O Reino Unido no centro do furacão criado pelo neoliberalismo: I – Notas de leitura sobre a queda de Liz Truss — Texto 12. Como os fundos de pensões britânicos, incluindo o fundo de pensões do Banco de Inglaterra, vieram a assumir riscos que poderiam fazer explodir o mundo financeiro.  Por Marjorie Encelot

Nota de editor

Inicialmente concebidos num contexto de uma série de maior dimensão e complexidade analítica – Neoliberalismo, Pensões por capitalização e Instabilidade Social e Política –, optou-se por publicar de imediato os textos respeitantes ao troço “O Reino Unido no centro do furacão criado pelo neoliberalismo”, uma vez que, conforme diz o autor da série, Júlio Marques Mota, “… o que neles se escreve não é diferente do que poderá ser escrito sobre qualquer outro país europeu neste momento”, podendo mesmo fornecer “… uma ótima grelha de leitura sobre a realidade atual e atrevo-me mesmo a dizer sobre o futuro próximo que aí vem” (ver aquiHoje faço 80 anos… tempos difíceis, o vinho que não bebi e que nunca procurei beber”).

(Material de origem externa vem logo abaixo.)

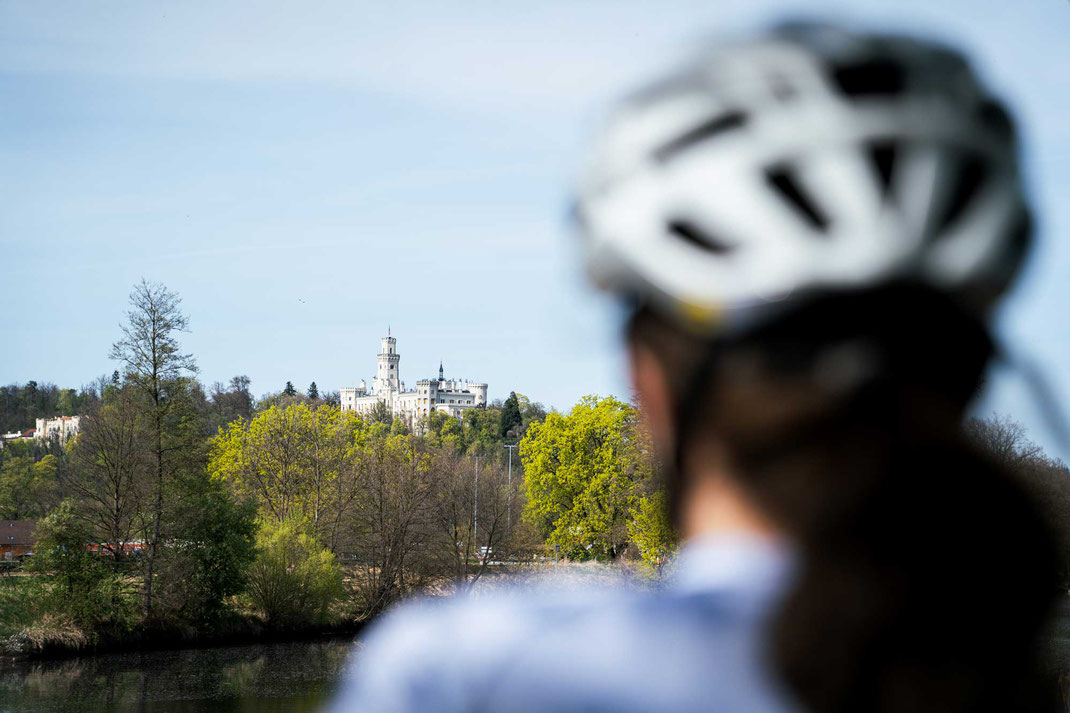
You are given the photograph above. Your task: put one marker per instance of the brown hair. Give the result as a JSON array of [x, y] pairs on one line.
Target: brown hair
[[925, 573]]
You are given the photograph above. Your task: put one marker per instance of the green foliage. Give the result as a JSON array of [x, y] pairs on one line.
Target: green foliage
[[510, 418], [582, 475], [79, 585], [26, 486], [293, 579], [211, 546], [651, 529], [287, 459]]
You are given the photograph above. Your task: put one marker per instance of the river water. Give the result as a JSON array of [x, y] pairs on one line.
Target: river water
[[272, 677]]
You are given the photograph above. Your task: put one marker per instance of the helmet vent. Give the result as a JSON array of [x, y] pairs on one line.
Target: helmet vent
[[705, 131], [968, 176], [696, 236], [993, 115], [783, 181], [870, 78], [883, 155]]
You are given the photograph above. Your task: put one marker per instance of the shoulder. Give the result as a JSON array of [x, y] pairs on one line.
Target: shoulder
[[457, 654]]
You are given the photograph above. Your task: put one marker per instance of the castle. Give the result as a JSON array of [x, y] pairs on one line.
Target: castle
[[441, 395]]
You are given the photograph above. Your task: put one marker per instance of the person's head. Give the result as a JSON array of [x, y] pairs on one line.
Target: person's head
[[810, 230]]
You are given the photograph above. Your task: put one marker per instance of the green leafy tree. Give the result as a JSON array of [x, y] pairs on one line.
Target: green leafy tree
[[293, 580], [583, 473], [212, 545], [510, 418], [651, 530], [292, 461], [79, 585]]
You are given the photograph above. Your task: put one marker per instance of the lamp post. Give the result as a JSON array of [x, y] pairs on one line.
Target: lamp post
[[508, 515], [475, 507]]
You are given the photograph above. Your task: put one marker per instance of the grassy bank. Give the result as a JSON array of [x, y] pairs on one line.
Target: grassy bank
[[29, 632]]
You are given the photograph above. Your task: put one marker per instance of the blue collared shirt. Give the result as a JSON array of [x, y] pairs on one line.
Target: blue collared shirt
[[696, 645]]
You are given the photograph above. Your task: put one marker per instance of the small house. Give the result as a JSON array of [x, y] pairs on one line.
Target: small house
[[16, 539]]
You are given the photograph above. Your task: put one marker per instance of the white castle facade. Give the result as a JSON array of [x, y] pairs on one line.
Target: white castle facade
[[441, 395], [60, 428]]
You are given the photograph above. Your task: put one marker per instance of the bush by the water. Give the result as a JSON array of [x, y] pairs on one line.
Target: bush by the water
[[294, 579]]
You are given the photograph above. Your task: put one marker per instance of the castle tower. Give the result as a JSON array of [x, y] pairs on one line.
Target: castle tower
[[387, 378]]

Este é o décimo segundo e último dos doze textos que compõem a parte I da série “O Reino Unido no centro do furacão criado pelo neoliberalismo”.

FT


Seleção e tradução de Júlio Marques Mota

12 min de leitura

Texto 12. Como os fundos de pensões britânicos, incluindo o fundo de pensões do Banco de Inglaterra, vieram a assumir riscos que poderiam fazer explodir o mundo financeiro

 Por Marjorie Encelot

Publicado por  em 3 de Outubro de 2022 (original aqui)

 

No Reino Unido, na semana passada, o Banco de Inglaterra teve de intervir numa emergência para evitar um estrangulamento das condições de crédito à economia real. Os profissionais da finança acreditam que isso impediu outro Lehman Brothers. Como é que os fundos de pensões britânicos, que supostamente deveriam ter uma gestão de dinheiro cautelosa, acabaram por utilizar estratégias de derivados e de alavancagem? Explicação.

 

Crédito foto: Shutterstocks

 

A intervenção de emergência do Banco de Inglaterra, na quarta-feira [28 de Setembro], para restabelecer a calma no mercado da dívida do Reino Unido pode ter salvo o mundo financeiro de outro episódio de contágio do Lehman Brothers. A queda das obrigações do governo britânico “[já] foi sentida em todo o mercado dos títulos de Tesouro dos EUA“, diz Bob Miller, chefe dos mercados de obrigações dos EUA na BlackRock. “É sempre a mesma coisa nos mercados financeiros“, disseram quase todos os profissionais financeiros que entrevistámos. De repente, uma espécie de ratoeira infernal é criada por um acontecimento imprevisto, uma convulsão cataclísmica que transforma jogadores até aí solventes em maus pagadores e convulsão essa que, por efeito do entrelaçamento de operadores financeiros, por suspeição quanto ao nível de exposição do vizinho, corre o risco de provocar o colapso de todo o sistema, provocando em última análise o racionamento do crédito (“credit crunch”), primeiro entre os próprios bancos, depois para empresas e famílias. Desta vez, os fundos de pensões britânicos, que são responsáveis pela gestão das pensões dos súbditos de Sua Majestade, são os vetores de transmissão. No entanto, estão entre os atores financeiros mais supervisionados no mundo, numa das jurisdições mais regulamentadas. Mas quando, para fazer o seu trabalho, pedem ajuda aos bancos e às empresas de investimento, produz-se o efeito dominó.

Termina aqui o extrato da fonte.